I would like to discusse this internally to see if that also affects your use case or is only meant between threads inside the OptiX device code.

Could you explain some more what kind of “communication between an OptiX shader and an ordinary CUDA kernel running concurrently on the same device” you’re doing and what problem that solves during an OptiX kernel launch?

I would be generally wary of all CUDA synchronization commands inside OptiX device code. It might not be a good idea to halt a thread until outstanding memory writes have been committed, and even less so after OptiX 8.0.0 added support for Shader Execution Reordering which will reassign work to threads as it wants.
OptiX is designed with a single-ray execution model and which thread handles what OptiX launch index is intentionally abstracted from the developer.

Thank you for the quick response.
I am running Ubuntu 22.04.3 LTS x86_64, GeForce RTX 4080 16GB, Driver 535.113.01, CUDA 12.2, OptiX 80.0.0, GCC 11.3.0. I think this is the latest driver version.

It is unfortunate to see that memory fences are not supported. The motivation for the project is that since many warp-wide optimizations and shared memory are not allowed in OptiX, if instead a shader could send a task to a persistent worker CUDA kernel that would perform the computation more efficiently and communicate the result back to the shader. Targeting tensor cores is a major application here, since these instructions are explicitly unsupported in Optix’s compilation.

In theory, such communication is entirely independent of launch index. Because threads are communicating with an external kernel instead of another optix thread, there’s no reason why they need to be identified by their launch index externally. Thus, there are no problematic dependencies between threads.

Do you think memory fences might be viable in such a case?

Thanks, I updated the bug report with your system configuration information.

I really don’t know if what your doing is a viable solution. That’s why I wanted to know why you’re doing that to ask the OptiX core developers internally.
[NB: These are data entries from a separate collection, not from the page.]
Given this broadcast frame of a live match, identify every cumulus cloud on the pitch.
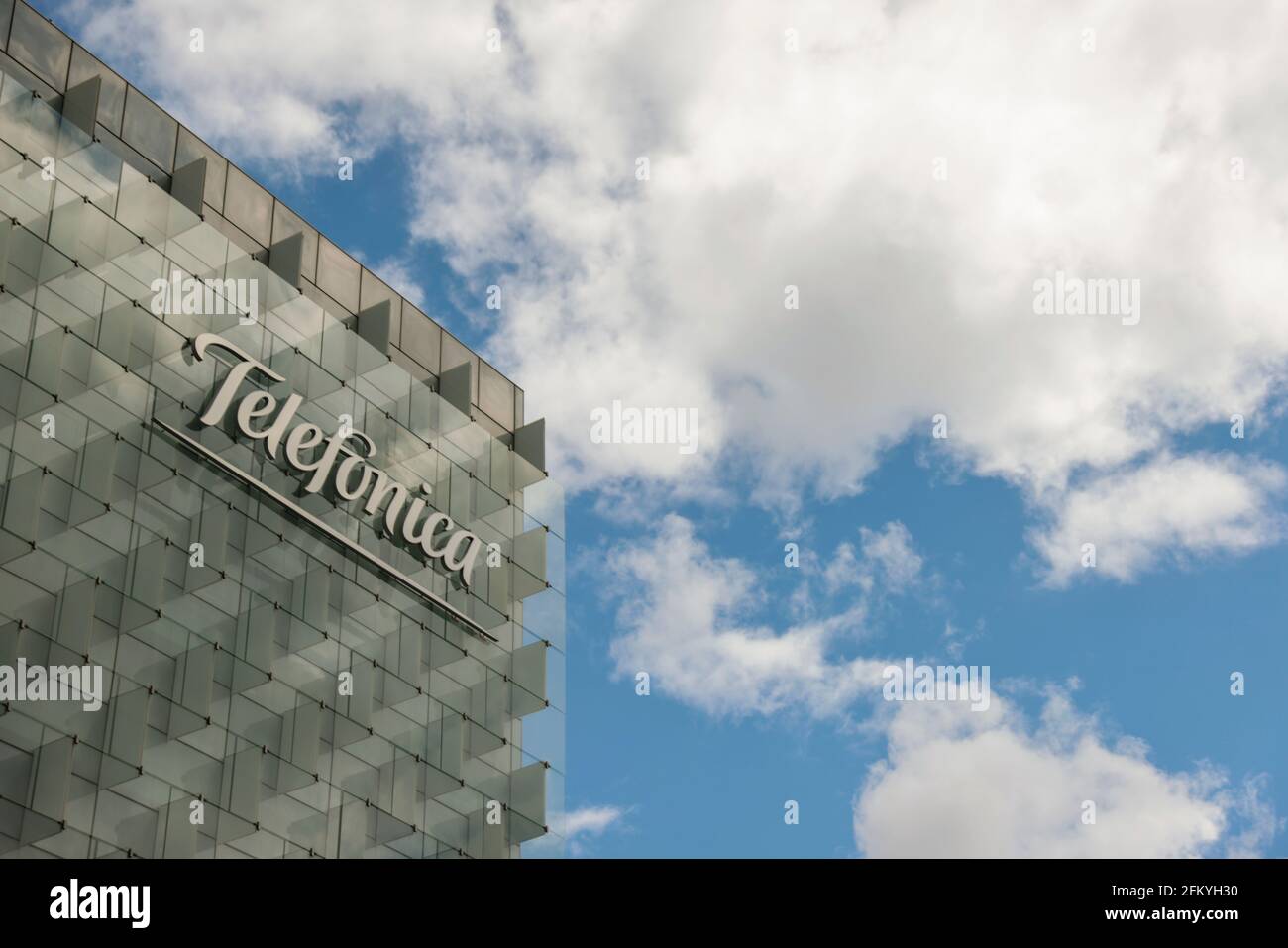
[72,0,1288,576]
[608,514,885,717]
[854,690,1278,858]
[1033,454,1288,586]
[563,806,626,840]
If you want to have all native CUDA programming methods available in your ray tracing application, another approach would be to implement a wavefront ray casting renderer where OptiX is only used for the ray-primitive intersection and the ray generation and all shading calculation would be done between optixLaunch calls with native CUDA kernels inside the same stream.
Since these kernel launches are asynchronous to the CPU, they would be processed in order on that CUDA stream as fast as possible.

The drawback of that approach is memory bandwidth for the ray input and hit/miss output results and the need to implement a nice processing pipeline where the work is chunked into GPU-saturating pieces.
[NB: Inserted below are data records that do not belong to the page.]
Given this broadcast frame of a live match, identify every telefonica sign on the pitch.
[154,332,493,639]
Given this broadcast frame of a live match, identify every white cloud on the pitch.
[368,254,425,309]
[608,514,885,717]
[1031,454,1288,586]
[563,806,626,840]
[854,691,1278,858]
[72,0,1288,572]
There are multiple professional renderers which use this approach.

There is a very simple example of that approach inside the OptiX SDK optixRaycasting example, but that is lacking any iteration and chunking of work. It just shoots primary rays and does some shading with the normal vector on a model and saves that as image.

Related posts:
https://forums.developer.nvidia.com/t/branch-divergence/176258
https://forums.developer.nvidia.com/t/task-scheduling-in-optix-7/167050

The analysis of the issue revealed the following:

OptiX does not support __threadfence() at this time.

That OptiX IR is throwing an error during validation is the expected behavior.
It generated an internal instruction which is disallowed in later compilation steps.
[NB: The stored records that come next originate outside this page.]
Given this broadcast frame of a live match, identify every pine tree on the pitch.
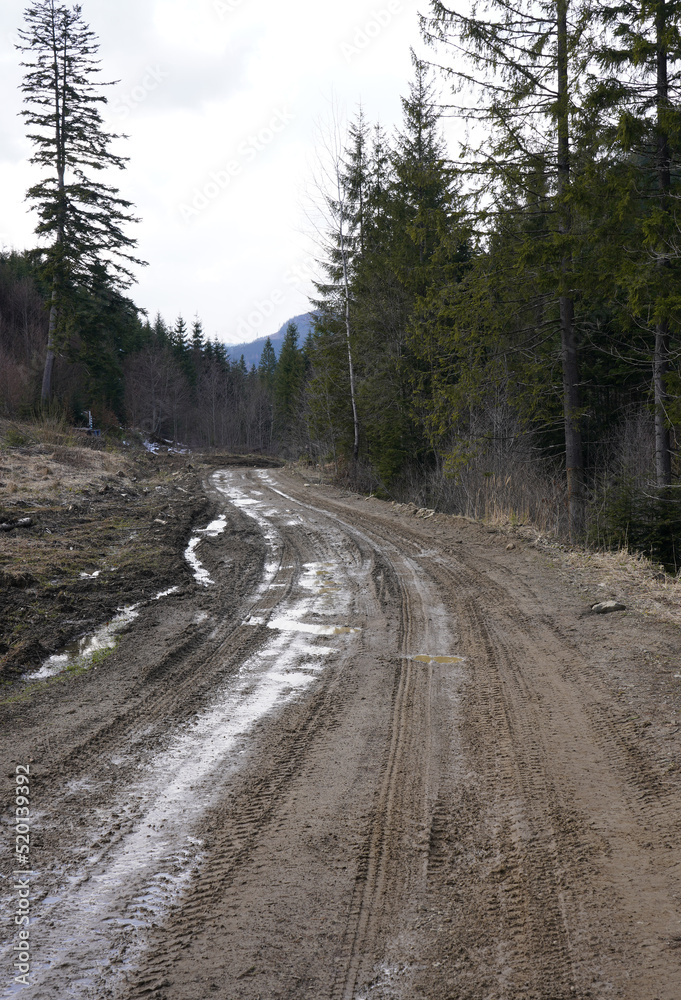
[17,0,142,401]
[258,337,277,395]
[421,0,591,537]
[274,323,305,447]
[587,0,681,487]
That the PTX input seemed to work is because during compilation all __threadfence() (resp. PTX membar) instructions were removed and didn’t reach the error condition during validation as in the OptiX IR code. That is going to be fixed by also reporting the error in the future.

The resulting kernel was not doing what you expected in the PTX case.

If you really need all native CUDA features during your ray generation or shading computations, the described wavefront renderer architecture would allow that today.